In-Store Price Data Collect: How to Turn Field Insights into a Competitive Advantage

In a market where consumers compare prices with a single click and promotional volatility has become the norm, retailers no longer have a choice: they must manage their prices with surgical precision.

This article explores why and how this approach is fundamentally reshaping pricing strategies in the retail industry.

What Is a Price Data Collect?

A price data collect is the process of collecting, recording, and comparing the prices of products or services offered at different points of sale or by competitors. 

This method of price monitoring is widely used in sectors such as retail, mass distribution, e-commerce, and brick-and-mortar stores, with the goal of monitoring competitive positioning.

Why Field Data Is Becoming Essential for Price Optimisation in Retail ?

Today, data is the core asset of any high-performing pricing strategy. While web data crawling — the automated extraction of online information — has transformed competitive intelligence, it is no longer sufficient to cover the full scope of the market. Many products, particularly in fresh food, private labels, or fast-moving consumer goods, are not visible online.

This is where in-store price data collect — or Scan In Store — becomes indispensable. It consists of collecting competitive data directly in-store, at the shelf level, through a mobile application used by trained field agents.

This approach provides a real, contextualized, and up-to-date view of the competitive landscape, enabling more agile, precise, and responsive pricing decisions. It complements digital data by anchoring it in the physical retail reality — where a significant part of the purchasing decision is made, right in front of the shelf.

At REMA 1000, for example, a field agent can collect data on over 5,000 products in under three hours, or nearly 50 products in less than 10 minutes — in contexts where prices can change every 15 minutes. This level of responsiveness provides a decisive advantage for retailers aiming to make real-time pricing adjustments based on local market dynamics.

Technology Behind In-Store Price Data Collect: The Mobile Solution

A Data Collect System Built for Shelf-Level Observation

In-store price data collect relies on a mobile solution designed for simplicity, speed, and reliability. Available on Android devices — particularly professional PDAs like Zebra terminals — the app is used by trained field agents: whether dedicated staff, students, temp workers, or supermarket associates.

Each mission is centrally prepared: the products to be collected, the targeted stores, data collection objectives, and execution guidelines (category, frequency, types of information) are all defined ahead of time.

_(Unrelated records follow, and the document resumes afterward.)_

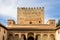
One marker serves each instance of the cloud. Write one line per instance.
(8, 8)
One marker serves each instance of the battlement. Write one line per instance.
(30, 15)
(31, 8)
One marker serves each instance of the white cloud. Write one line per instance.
(8, 8)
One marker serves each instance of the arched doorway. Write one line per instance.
(30, 38)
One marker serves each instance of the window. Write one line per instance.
(0, 29)
(30, 22)
(39, 21)
(3, 37)
(4, 31)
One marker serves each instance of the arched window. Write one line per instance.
(3, 37)
(38, 37)
(23, 37)
(30, 33)
(30, 22)
(16, 37)
(10, 36)
(52, 37)
(45, 37)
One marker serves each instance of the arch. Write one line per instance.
(30, 38)
(3, 37)
(38, 37)
(23, 37)
(10, 37)
(16, 37)
(45, 37)
(30, 33)
(52, 37)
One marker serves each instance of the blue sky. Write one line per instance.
(8, 8)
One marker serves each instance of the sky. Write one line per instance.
(8, 9)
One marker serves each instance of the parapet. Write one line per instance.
(33, 8)
(51, 22)
(11, 22)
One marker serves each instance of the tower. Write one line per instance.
(30, 15)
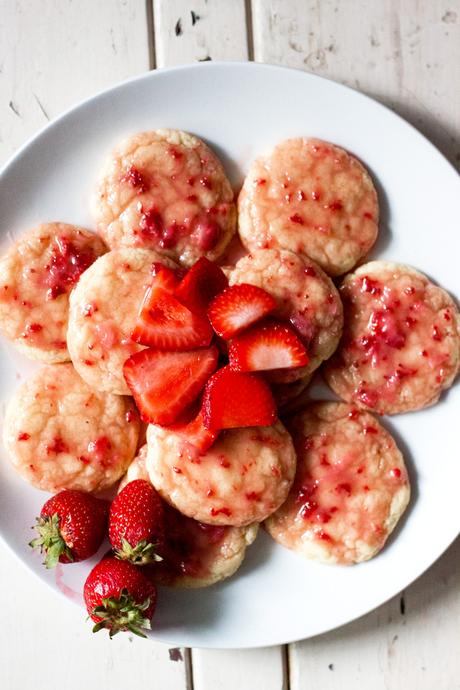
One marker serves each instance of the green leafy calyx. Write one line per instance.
(50, 540)
(122, 613)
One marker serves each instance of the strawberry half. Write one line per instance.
(163, 384)
(238, 307)
(136, 523)
(118, 596)
(196, 433)
(234, 400)
(163, 322)
(271, 345)
(202, 283)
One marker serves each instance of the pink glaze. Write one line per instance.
(66, 264)
(65, 589)
(108, 334)
(191, 547)
(399, 347)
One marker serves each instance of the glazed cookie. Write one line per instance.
(36, 275)
(195, 555)
(350, 489)
(103, 311)
(313, 198)
(167, 191)
(401, 344)
(306, 297)
(61, 434)
(244, 477)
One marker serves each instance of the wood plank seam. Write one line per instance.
(150, 16)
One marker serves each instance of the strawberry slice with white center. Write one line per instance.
(233, 400)
(238, 307)
(163, 384)
(164, 323)
(271, 345)
(196, 433)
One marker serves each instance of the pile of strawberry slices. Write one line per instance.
(118, 593)
(207, 346)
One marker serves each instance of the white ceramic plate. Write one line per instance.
(242, 110)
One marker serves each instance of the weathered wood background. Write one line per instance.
(405, 53)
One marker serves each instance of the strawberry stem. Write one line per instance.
(143, 553)
(50, 541)
(122, 614)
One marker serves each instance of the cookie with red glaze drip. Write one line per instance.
(195, 554)
(119, 597)
(166, 190)
(242, 478)
(36, 276)
(306, 299)
(313, 198)
(71, 527)
(401, 342)
(103, 313)
(350, 490)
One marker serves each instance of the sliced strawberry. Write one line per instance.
(201, 284)
(196, 433)
(238, 307)
(271, 345)
(164, 323)
(164, 383)
(234, 400)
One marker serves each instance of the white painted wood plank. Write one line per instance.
(405, 53)
(407, 643)
(248, 669)
(52, 54)
(199, 30)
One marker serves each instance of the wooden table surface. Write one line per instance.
(405, 53)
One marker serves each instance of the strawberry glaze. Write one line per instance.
(401, 340)
(315, 199)
(345, 486)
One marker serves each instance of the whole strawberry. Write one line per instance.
(136, 525)
(118, 596)
(71, 527)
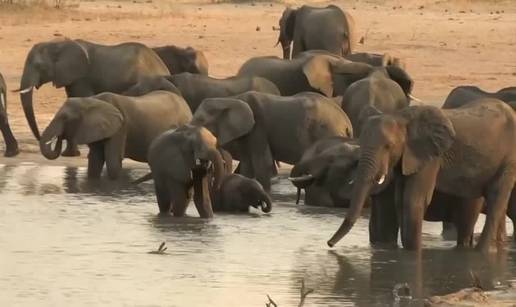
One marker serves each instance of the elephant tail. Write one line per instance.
(144, 178)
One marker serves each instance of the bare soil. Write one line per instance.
(444, 43)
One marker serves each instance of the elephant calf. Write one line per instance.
(237, 193)
(11, 145)
(114, 127)
(180, 60)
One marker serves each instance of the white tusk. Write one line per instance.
(27, 90)
(382, 179)
(302, 178)
(51, 140)
(415, 98)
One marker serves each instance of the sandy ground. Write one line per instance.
(444, 43)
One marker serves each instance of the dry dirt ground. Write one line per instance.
(444, 43)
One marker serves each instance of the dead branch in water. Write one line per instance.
(304, 292)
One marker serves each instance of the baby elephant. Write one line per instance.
(237, 193)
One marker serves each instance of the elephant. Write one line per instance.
(180, 60)
(469, 152)
(180, 160)
(114, 127)
(258, 129)
(11, 145)
(237, 193)
(308, 28)
(377, 93)
(462, 95)
(196, 88)
(85, 69)
(375, 59)
(313, 71)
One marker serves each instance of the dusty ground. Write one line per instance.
(445, 43)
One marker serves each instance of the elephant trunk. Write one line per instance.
(218, 164)
(30, 79)
(367, 171)
(52, 133)
(266, 202)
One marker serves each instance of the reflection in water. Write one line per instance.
(67, 240)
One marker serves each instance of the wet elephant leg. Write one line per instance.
(95, 160)
(466, 218)
(383, 222)
(180, 195)
(163, 193)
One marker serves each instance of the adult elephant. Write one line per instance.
(179, 161)
(258, 128)
(316, 72)
(180, 60)
(462, 95)
(468, 152)
(195, 88)
(114, 127)
(308, 28)
(11, 145)
(85, 69)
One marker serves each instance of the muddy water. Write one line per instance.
(69, 242)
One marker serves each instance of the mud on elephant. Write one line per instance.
(258, 129)
(85, 69)
(114, 127)
(309, 28)
(423, 149)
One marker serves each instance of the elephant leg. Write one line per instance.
(114, 150)
(11, 145)
(383, 222)
(497, 199)
(161, 187)
(180, 195)
(95, 160)
(466, 218)
(202, 199)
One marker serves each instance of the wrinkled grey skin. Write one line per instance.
(237, 193)
(258, 128)
(11, 145)
(196, 88)
(373, 95)
(180, 162)
(114, 127)
(469, 152)
(308, 28)
(462, 95)
(375, 59)
(85, 69)
(316, 72)
(180, 60)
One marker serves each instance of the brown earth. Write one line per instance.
(444, 43)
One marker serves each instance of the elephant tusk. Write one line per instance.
(415, 98)
(52, 140)
(301, 178)
(27, 90)
(382, 179)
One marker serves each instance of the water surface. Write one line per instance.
(67, 241)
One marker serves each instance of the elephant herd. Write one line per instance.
(342, 118)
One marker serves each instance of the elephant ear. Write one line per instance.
(99, 120)
(319, 71)
(227, 118)
(71, 61)
(286, 23)
(400, 76)
(429, 134)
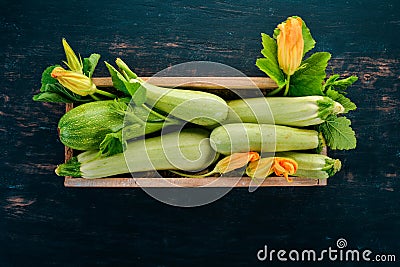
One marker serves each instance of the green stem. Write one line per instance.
(277, 90)
(132, 115)
(95, 97)
(287, 86)
(105, 93)
(195, 176)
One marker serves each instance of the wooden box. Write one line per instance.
(213, 84)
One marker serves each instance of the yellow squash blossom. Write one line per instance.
(227, 164)
(74, 81)
(266, 166)
(290, 45)
(73, 62)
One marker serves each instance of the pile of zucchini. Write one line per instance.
(136, 126)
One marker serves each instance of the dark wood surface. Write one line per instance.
(44, 223)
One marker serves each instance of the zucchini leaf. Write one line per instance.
(117, 78)
(269, 64)
(341, 85)
(46, 77)
(335, 89)
(89, 64)
(338, 133)
(309, 78)
(130, 87)
(340, 98)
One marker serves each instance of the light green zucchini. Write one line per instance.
(290, 111)
(187, 150)
(244, 137)
(313, 165)
(193, 106)
(99, 124)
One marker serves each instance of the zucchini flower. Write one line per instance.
(227, 164)
(74, 81)
(266, 166)
(235, 161)
(290, 45)
(73, 62)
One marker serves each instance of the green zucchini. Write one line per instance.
(313, 165)
(197, 107)
(244, 137)
(187, 150)
(99, 124)
(290, 111)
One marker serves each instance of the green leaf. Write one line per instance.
(338, 133)
(341, 85)
(309, 78)
(137, 91)
(64, 92)
(269, 64)
(117, 78)
(309, 42)
(46, 77)
(340, 98)
(89, 64)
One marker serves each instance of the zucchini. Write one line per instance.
(197, 107)
(187, 150)
(290, 111)
(313, 165)
(99, 124)
(244, 137)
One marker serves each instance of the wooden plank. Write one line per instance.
(203, 83)
(261, 83)
(186, 182)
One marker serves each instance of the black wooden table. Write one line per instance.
(44, 223)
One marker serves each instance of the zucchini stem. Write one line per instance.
(287, 86)
(101, 92)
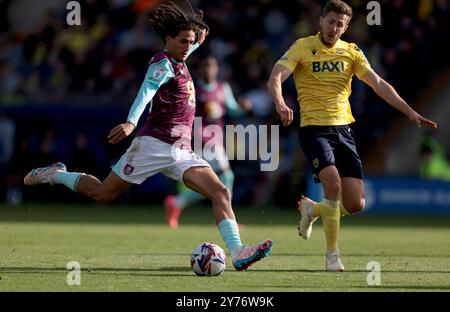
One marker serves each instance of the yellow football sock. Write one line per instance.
(331, 221)
(344, 211)
(316, 210)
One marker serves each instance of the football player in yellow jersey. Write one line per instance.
(323, 67)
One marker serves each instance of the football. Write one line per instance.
(208, 259)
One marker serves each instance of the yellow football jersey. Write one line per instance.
(323, 78)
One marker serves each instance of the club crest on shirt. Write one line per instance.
(128, 169)
(158, 73)
(316, 163)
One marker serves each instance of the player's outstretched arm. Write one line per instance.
(279, 74)
(120, 132)
(388, 93)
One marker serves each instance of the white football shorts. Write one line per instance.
(147, 156)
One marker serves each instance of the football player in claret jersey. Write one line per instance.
(215, 100)
(323, 66)
(163, 143)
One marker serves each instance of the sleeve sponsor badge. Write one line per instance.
(158, 73)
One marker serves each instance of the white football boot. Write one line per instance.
(43, 175)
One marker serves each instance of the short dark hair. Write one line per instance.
(169, 19)
(339, 7)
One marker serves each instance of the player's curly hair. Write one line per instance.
(339, 7)
(174, 16)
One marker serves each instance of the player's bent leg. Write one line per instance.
(331, 214)
(102, 192)
(206, 182)
(353, 196)
(307, 219)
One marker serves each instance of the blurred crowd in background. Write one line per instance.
(62, 88)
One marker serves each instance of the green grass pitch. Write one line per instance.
(129, 248)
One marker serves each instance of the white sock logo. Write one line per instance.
(374, 276)
(74, 275)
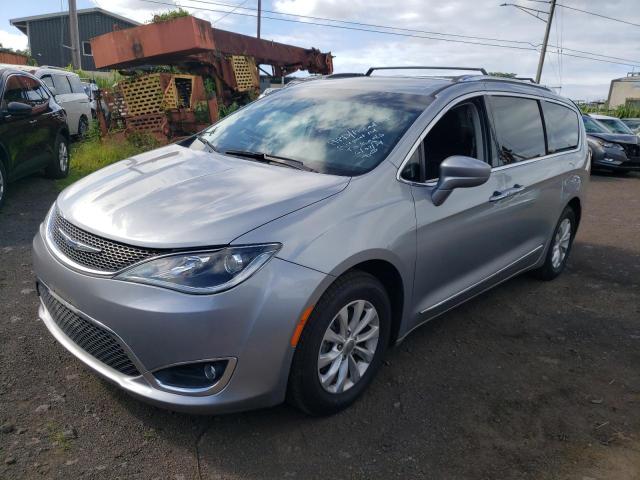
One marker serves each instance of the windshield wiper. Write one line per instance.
(200, 137)
(266, 158)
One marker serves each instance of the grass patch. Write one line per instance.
(94, 153)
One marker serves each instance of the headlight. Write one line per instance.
(202, 272)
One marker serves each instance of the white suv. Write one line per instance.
(68, 92)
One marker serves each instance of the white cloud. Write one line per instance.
(16, 40)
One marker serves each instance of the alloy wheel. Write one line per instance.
(348, 346)
(561, 243)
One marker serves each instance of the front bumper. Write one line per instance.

Once the mission is pushed to the mobile app, the agent downloads the product list onto their device. On-site, they perform the data collect by scanning barcodes, entering prices, taking photos, and, if necessary, noting the exact product location within the store.

The app distinguishes between:

  • Known products (already in the database, with label, photo, price history, previous location)
  • New products (not yet referenced), for which the data collect includes full details: EAN, price, photo, description, brand, format, location.

The system is also designed to handle complex cases like variable-weight products (PLU) whose prices are often not available online. This ability to capture offline-exclusive data makes it a powerful tool for retailers seeking to monitor local markets precisely.

From an efficiency standpoint, the tool is exceptional: data collects take just 2 seconds per product on average, allowing a single agent to cover an entire store within a few hours.

Planning is centralized, real-time monitoring is built-in, and data is progressively integrated as it is collected. This ensures that the field process is structured, standardized, and industrialized to guarantee high-quality data.

Scan In Store doesn’t just observe — it captures, contextualizes, and structures data where it truly matters: at the shelf.

At REMA 1000, this system has delivered spectacular results. During a full-store collect campaign, one agent collected 5,345 products in just 2h50 — that’s 4,690 in 2 hours. This performance clearly illustrates the solution’s ability to handle large data volumes quickly, without compromising on quality.

Price Data Collect: A Strategic Lever to Adjust Prices, Monitor Competition, and Manage Product Offerings

At the core of every successful pricing strategy is its ability to adapt to the market. This requires detailed knowledge of competitive moves, assortment changes, ongoing promotions, local price gaps, and actual product availability in-store.

Scan In Store provides all of this with unmatched granularity.

It’s not just about collecting displayed prices — it captures the full context of the offer: product label, packaging visuals, brand, format variations, shelf placement, promotional pricing, stock status, or out-of-stock situations.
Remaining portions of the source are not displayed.